Pochola era una vieja, que aparte de chusma, era bruja. Andaba por los ochenta, y si bien quizás era más chota que Cachabacha, también era más temida por los chicos de Parque Chas, el no menos temible barrio en el que vegetaba.
Su rechoncha figura ya era de por sí repelente: era más ancha que alta, como un trompo, un trompo bien feo. Sus cortos brazos terminaban en dedos gordos como chorizos, y no menos grasosos. Por suerte, sus minúsculas y desagradables piernas permanecían tapadas por el único vestido mugriento que usaba, siempre acompañado por un deshilachado chal del paleolítico. Sus cachetes llenos de verrugas y sus ojos chiquitos y malignos, apenas separados por una nariz de chancho, coronaban su funesta figura.
Sin embargo, lo realmente aterrador era su fama de hechicera. En las charlas de los muchachos nunca faltaba algún chisme sobre la Pochola y sus caprichos, ya que era ampliamente conocido su macabro gusto por gastar chocarreros chascos mágicos. Con esto no me refiero a sacar conejos de chisteras, o hacer desaparecer a algún chambon con un truco chanta; No, a la Pochola le gustaba chorear almas, y, en la medida de los posible, almas de niños chuiquitos.
El trámite en cuestión era bastante simple, e incluso ridículo: un simple chirlo en la nuca con su chancleta embrujada bastaba para chuparle el espíritu a los chicos que despreocupados pasaban jugueteando a su lado. De esta forma, los niños quedaban chiflados, condenados por siempre a una vida chata, sin emoción, sin risas o llanto.
La hechicera, por su parte, quedaba satisfecha, libre para marcharse a su casa (que más que casa era una cucha), vaciar su chancleta en la pequeña caja de machimbre con tachas donde desde siempre guardaba la esencia de sus muchas, muchísimas víctimas.

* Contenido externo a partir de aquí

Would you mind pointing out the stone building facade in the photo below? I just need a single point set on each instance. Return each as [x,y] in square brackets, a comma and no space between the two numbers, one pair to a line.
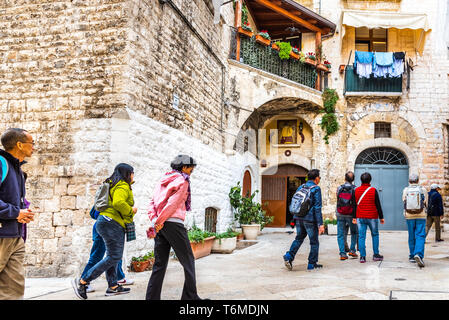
[139,81]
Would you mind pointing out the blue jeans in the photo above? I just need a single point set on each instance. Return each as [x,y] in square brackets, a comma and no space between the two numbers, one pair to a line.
[304,229]
[114,238]
[373,225]
[96,255]
[416,237]
[341,233]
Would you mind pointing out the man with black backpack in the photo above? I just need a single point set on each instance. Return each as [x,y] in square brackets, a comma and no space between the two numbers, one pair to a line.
[306,209]
[346,211]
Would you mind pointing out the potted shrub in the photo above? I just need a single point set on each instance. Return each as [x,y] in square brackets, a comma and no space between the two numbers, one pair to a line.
[225,242]
[331,226]
[201,242]
[310,58]
[248,213]
[263,38]
[284,49]
[142,263]
[246,29]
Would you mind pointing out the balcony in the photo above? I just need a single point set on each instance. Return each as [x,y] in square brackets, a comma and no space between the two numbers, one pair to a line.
[355,86]
[267,59]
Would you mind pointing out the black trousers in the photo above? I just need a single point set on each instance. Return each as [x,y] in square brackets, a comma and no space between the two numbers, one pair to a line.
[172,235]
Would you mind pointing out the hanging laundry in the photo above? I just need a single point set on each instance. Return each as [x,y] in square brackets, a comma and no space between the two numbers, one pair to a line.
[363,63]
[398,64]
[383,64]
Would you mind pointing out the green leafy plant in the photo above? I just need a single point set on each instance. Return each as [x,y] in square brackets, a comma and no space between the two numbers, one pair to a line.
[329,122]
[144,257]
[197,235]
[246,211]
[284,49]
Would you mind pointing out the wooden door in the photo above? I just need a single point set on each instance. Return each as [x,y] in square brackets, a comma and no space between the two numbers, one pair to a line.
[274,189]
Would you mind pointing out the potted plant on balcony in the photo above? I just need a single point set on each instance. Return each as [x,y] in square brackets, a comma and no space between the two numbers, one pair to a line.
[310,58]
[248,213]
[324,66]
[201,241]
[295,53]
[246,29]
[284,49]
[225,242]
[263,38]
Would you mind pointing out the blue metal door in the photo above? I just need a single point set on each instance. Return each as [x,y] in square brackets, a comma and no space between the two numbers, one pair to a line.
[389,178]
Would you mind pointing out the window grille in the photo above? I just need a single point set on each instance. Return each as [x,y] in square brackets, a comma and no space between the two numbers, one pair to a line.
[382,155]
[210,222]
[382,130]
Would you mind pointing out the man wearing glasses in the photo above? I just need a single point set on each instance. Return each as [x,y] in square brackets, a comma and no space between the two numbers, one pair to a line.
[18,144]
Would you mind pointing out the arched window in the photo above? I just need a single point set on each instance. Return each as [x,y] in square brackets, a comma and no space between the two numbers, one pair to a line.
[210,221]
[381,155]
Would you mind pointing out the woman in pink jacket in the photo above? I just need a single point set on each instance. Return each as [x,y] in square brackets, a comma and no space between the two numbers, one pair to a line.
[167,212]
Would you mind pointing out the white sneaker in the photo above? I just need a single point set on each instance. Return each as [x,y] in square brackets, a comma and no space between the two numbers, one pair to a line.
[89,288]
[125,282]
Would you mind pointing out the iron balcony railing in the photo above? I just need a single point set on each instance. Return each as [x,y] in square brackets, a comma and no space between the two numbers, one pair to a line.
[354,85]
[265,58]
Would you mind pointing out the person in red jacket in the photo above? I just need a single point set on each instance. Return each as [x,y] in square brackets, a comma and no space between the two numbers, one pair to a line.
[369,211]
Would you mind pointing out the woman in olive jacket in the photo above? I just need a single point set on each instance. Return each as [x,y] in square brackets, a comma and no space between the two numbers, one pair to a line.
[111,227]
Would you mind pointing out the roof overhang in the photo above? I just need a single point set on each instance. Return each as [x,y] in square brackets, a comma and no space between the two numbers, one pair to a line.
[276,15]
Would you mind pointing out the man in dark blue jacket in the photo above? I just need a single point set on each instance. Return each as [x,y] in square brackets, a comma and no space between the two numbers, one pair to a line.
[310,225]
[435,211]
[18,145]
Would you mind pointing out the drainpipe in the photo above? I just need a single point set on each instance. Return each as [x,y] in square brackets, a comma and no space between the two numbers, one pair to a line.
[209,49]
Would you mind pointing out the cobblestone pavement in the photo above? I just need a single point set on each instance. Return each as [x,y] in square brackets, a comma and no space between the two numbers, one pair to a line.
[257,272]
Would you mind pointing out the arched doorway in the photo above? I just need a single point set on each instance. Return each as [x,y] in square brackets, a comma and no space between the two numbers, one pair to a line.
[278,186]
[389,169]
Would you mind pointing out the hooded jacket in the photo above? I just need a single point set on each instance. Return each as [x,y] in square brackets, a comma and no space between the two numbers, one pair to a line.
[169,198]
[12,195]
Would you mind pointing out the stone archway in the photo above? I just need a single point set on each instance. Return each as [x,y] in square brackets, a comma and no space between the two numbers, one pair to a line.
[277,190]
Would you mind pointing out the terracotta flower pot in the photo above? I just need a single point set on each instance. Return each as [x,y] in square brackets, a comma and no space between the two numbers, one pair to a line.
[310,61]
[262,40]
[322,67]
[245,32]
[139,266]
[202,249]
[294,55]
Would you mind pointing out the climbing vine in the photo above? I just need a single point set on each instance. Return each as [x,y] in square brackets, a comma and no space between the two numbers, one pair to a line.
[329,121]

La cosa no termina acá, ya que la muy sádica luego se tiraba en su despedazado colchón lleno de chinches y, mientras comía como chancho, se dedicaba a zarandear su pequeña cajita de almas, haciéndolas chillar al unísono, y llenando el pequeño ambiente con un lúgubre gemido ensordecedor, el cuál solo era opacado por las horribles carcajadas de Pochola.
Mientras tanto, Pocho tenía que soportar este bochorno en silencio. Pocho era el supuesto esposo de Pochola. En realidad se llamaba Alfredo, pero la vieja lo había rebautizado cuando lo adoptó (secuestró) para convertirlo en su pareja para esta generación. Contra su voluntad había sido enganchado por la bruja hacía cuarenta y ocho años, y era su sirviente desde entonces. Otrora un macho cabrío, hoy Pocho se limitaba a limpiar la cochina casa en la que se encontraba confinado, y a fumar un pucho tras otro, esperando algún día espichar de cáncer de pulmón.
Así Pocho echaba a perder su vida, hasta que una noche no pudo más. Había tenido que soportar una especialmente larga y horrible sesión de chillidos fantasmales, y su paciencia ya estaba hecha añicos. Casi inconcientemente, más guiado por la locura que por otra cosa, tomó la olla en la que estaba hirviendo aceite para las papas fritas que su mandamás le había exigido para la cena, y marchó hacia la habitación en la que Pochola se encontraba echada sacudiendo su cajita de machimbre y tachas. Sin dudarlo, y sin darle tiempo de gritar o preferir algún embrujo, Pocho linchó a la vieja: le vació la olla encima, y acto seguido le acható la capocha a cacerolazos.
La bruja quedó ahí, muerta y friéndose, y Pocho, siempre callado, agarró la cajita y la revoleó por la ventana hacia la calle, donde al caer se abrió con un chasquido, liberando a sus prisioneros.
Esa noche muchos chicos recuperaron sus almas de repente, y el ahora libre Alfredo descorchó un champagne barato y se emborrachó como nunca había hecho antes. “Chau guacha”, dijo, y se desmayó en el piso mugriento.